Die Zukunft ist jetzt, Bertz + Fischer
Die Zukunft ist jetzt, Bertz + Fischer

Die Zukunft ist jetzt

Science-Fiction-Kino als audio-visueller Entwurf von Geschichte(n), Räumen und Klängen

(Hg: A. Power (u.a.), Mai 2016)

"Die Zukunft ist Jetzt" ist eine heterogene Sammlung an unterschiedlichen filmessayistischen Beiträgen, lose geordnet unter dem Leidfaden "Geschichte(n), Räume und Klänge". Paradox ist, dass der Titel mehr vermuten lässt, als nur die zwingende Aktualität des Genres mit einem Schlagbegriff auf den Punkt zu bringen. Schließlich steht die film-soziologische These, dass die omnirelevante Naturwissenschaft (Science) die Geheimnisse und Fiktionen (Fiction) längst über- und eingeholt hat, auf immer stabileren Füßen. Bereits 2009 konstatierte Stefan Herbrechter, dass das Genre der „technologischen Entwicklung und Realität nur noch hinterherzueilen scheint“ (1). Wer ein Beispiel benötigt, sollte sich an INTERSTELLAR erinnern, quasi ausgeführte Theorie der Quantenphysik, geformte Fakten innerhalb eines (aus)fiktional(isierten) Films.

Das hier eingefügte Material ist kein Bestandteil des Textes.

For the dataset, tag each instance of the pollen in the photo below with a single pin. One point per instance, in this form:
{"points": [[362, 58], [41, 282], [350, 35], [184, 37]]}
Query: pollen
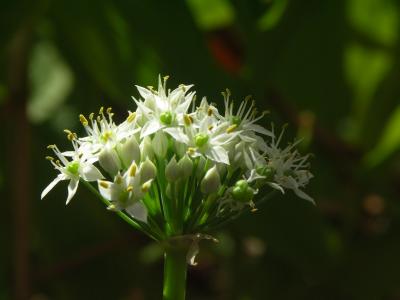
{"points": [[131, 117], [104, 184], [187, 119], [231, 128], [132, 171], [83, 120]]}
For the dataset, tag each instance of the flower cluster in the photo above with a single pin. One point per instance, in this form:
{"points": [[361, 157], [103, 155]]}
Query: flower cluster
{"points": [[174, 167]]}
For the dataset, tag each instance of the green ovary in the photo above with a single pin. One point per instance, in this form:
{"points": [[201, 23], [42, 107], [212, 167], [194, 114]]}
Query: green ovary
{"points": [[201, 139]]}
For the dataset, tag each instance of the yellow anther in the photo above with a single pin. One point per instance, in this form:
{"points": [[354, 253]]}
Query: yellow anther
{"points": [[131, 117], [83, 120], [188, 119], [146, 187], [191, 151], [104, 184], [231, 128], [112, 207], [132, 171], [118, 179]]}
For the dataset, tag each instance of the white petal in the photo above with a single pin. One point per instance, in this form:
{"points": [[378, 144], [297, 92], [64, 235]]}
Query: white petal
{"points": [[218, 154], [72, 187], [259, 129], [91, 173], [105, 192], [150, 127], [177, 134], [276, 186], [51, 185], [138, 211], [145, 93]]}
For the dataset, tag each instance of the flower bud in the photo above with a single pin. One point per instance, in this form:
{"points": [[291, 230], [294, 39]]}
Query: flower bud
{"points": [[160, 144], [185, 165], [211, 181], [147, 170], [242, 192], [109, 161], [172, 171], [147, 148], [130, 151]]}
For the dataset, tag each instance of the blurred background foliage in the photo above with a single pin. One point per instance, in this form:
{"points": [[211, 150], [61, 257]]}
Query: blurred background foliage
{"points": [[331, 69]]}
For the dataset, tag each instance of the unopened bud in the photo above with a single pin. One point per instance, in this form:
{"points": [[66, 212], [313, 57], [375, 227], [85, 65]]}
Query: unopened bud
{"points": [[160, 144], [130, 151], [185, 165], [211, 181], [109, 161], [146, 148], [147, 171], [172, 171]]}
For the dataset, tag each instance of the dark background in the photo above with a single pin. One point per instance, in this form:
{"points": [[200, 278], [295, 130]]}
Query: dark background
{"points": [[331, 69]]}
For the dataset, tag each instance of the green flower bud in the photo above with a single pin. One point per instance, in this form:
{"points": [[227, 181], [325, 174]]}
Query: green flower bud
{"points": [[166, 118], [211, 181], [147, 171], [73, 167], [201, 139], [109, 161], [185, 165], [160, 144], [242, 192], [172, 171], [129, 151]]}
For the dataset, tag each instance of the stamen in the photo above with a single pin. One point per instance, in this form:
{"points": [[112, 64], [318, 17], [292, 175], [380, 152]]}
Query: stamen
{"points": [[187, 119], [231, 128], [131, 117], [132, 171], [104, 184]]}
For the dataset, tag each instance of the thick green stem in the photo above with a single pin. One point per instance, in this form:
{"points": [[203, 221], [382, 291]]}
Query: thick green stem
{"points": [[175, 268]]}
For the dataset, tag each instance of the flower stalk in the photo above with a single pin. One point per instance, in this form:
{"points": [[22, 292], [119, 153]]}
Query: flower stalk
{"points": [[174, 170]]}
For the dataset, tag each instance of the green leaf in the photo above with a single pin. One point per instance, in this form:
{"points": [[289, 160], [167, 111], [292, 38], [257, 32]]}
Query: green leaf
{"points": [[273, 15], [212, 14], [51, 80], [388, 144]]}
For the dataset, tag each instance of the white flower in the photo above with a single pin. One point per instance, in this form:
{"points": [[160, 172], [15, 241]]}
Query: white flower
{"points": [[79, 166], [206, 137], [126, 191], [104, 133], [163, 109], [289, 169]]}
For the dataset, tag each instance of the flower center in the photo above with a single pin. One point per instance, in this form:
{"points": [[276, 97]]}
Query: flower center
{"points": [[73, 167], [242, 192], [201, 139], [166, 118], [236, 120], [106, 136]]}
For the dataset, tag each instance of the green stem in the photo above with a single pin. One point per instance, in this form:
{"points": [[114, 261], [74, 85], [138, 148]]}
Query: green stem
{"points": [[175, 269]]}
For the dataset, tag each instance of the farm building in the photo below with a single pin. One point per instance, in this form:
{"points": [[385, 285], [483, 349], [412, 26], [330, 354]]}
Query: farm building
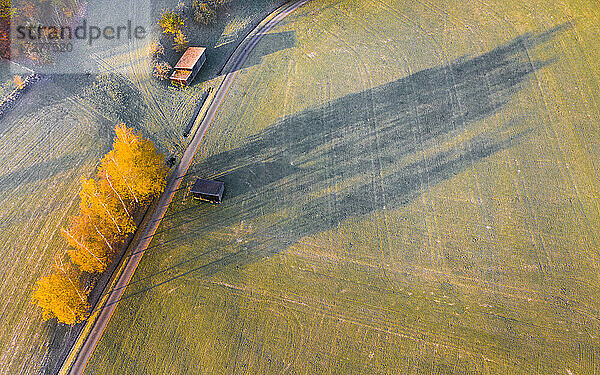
{"points": [[208, 190], [188, 65]]}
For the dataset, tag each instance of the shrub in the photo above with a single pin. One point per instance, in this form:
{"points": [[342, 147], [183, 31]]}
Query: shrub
{"points": [[161, 70]]}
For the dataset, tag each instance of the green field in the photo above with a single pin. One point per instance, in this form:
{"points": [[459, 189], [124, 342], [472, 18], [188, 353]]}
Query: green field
{"points": [[412, 188], [56, 133]]}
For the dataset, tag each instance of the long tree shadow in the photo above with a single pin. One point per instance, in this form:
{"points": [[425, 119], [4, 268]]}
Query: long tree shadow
{"points": [[349, 158]]}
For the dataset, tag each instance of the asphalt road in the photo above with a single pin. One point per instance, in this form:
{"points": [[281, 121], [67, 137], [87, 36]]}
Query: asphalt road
{"points": [[237, 60]]}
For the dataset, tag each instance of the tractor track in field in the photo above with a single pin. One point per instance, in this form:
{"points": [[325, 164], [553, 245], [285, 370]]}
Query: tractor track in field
{"points": [[174, 181]]}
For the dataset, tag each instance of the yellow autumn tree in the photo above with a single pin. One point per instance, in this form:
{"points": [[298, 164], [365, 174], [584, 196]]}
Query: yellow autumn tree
{"points": [[91, 249], [99, 201], [135, 169], [61, 295]]}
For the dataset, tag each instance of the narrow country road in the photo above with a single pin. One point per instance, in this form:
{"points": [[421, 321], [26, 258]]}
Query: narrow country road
{"points": [[237, 60]]}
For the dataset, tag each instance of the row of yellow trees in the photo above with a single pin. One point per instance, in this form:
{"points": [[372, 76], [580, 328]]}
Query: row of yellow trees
{"points": [[128, 178]]}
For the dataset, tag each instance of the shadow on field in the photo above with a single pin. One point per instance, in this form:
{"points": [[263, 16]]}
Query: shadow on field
{"points": [[349, 158], [270, 43]]}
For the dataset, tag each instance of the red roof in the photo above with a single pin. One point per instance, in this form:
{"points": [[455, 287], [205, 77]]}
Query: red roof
{"points": [[190, 58]]}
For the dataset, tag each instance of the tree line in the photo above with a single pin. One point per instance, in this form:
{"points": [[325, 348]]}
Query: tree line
{"points": [[128, 178]]}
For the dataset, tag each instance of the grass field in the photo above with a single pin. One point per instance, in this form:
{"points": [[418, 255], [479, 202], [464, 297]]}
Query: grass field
{"points": [[56, 133], [411, 188]]}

Was in der Einleitung als „Sphäre des Unbekannten“ (S. 7) beschrieben wird, gilt es zu problematisieren: Es stellt sich die Frage, ob dieses Unbekannte noch fremd im fantastischen Sinne einer Imagination ist oder lediglich befremdlich in seinem Umgang, da noch nicht gesellschaftlich erprobt, aber längst technisch entwickelt und bereitgestellt. Wer auf das Silicon Valley schaut, weiß, dass  „moonshots“ nicht im Kino stattfinden. Neben der begrifflichen Rückkopplung auf das Jetzt taucht bei einem an sich sehr klugen Satz der Autoren eine methodische Problematik auf:

 

„Das Genre oszilliert zwischen Plausibilität und Weithergeholtem, unheimlich bekannten und verwirrend Fremden und wird auf diese Weise durch inhärente Paradoxien bestimmt: Es ist einerseits analytisch zu erschließen und entzieht sich andererseits durch seine fantastische Weitschweifigkeit hartnäckig jeder Definition (…)“ (S.7)

 

Sprachlich treffend wird das Changieren zwischen Paradoxien beschrieben, was scheinbar nur dem SF-Genre innewohnt. Doch könnten diese Filme nicht durch ein dialektisches Denkmodell lesbar werden, eines, welches jene Paradoxien bestehend aus empirischer Analysierbarkeit, fantasievoller Fremdheit und soziologischer Verhaftung bestimmbar macht? Ein solches Modell wäre dementsprechend praktikabel, würde es Definitionsversuche auf höhere Ebenen verhelfen können oder zumindest Sphären neuer Erkenntnisse eröffnen.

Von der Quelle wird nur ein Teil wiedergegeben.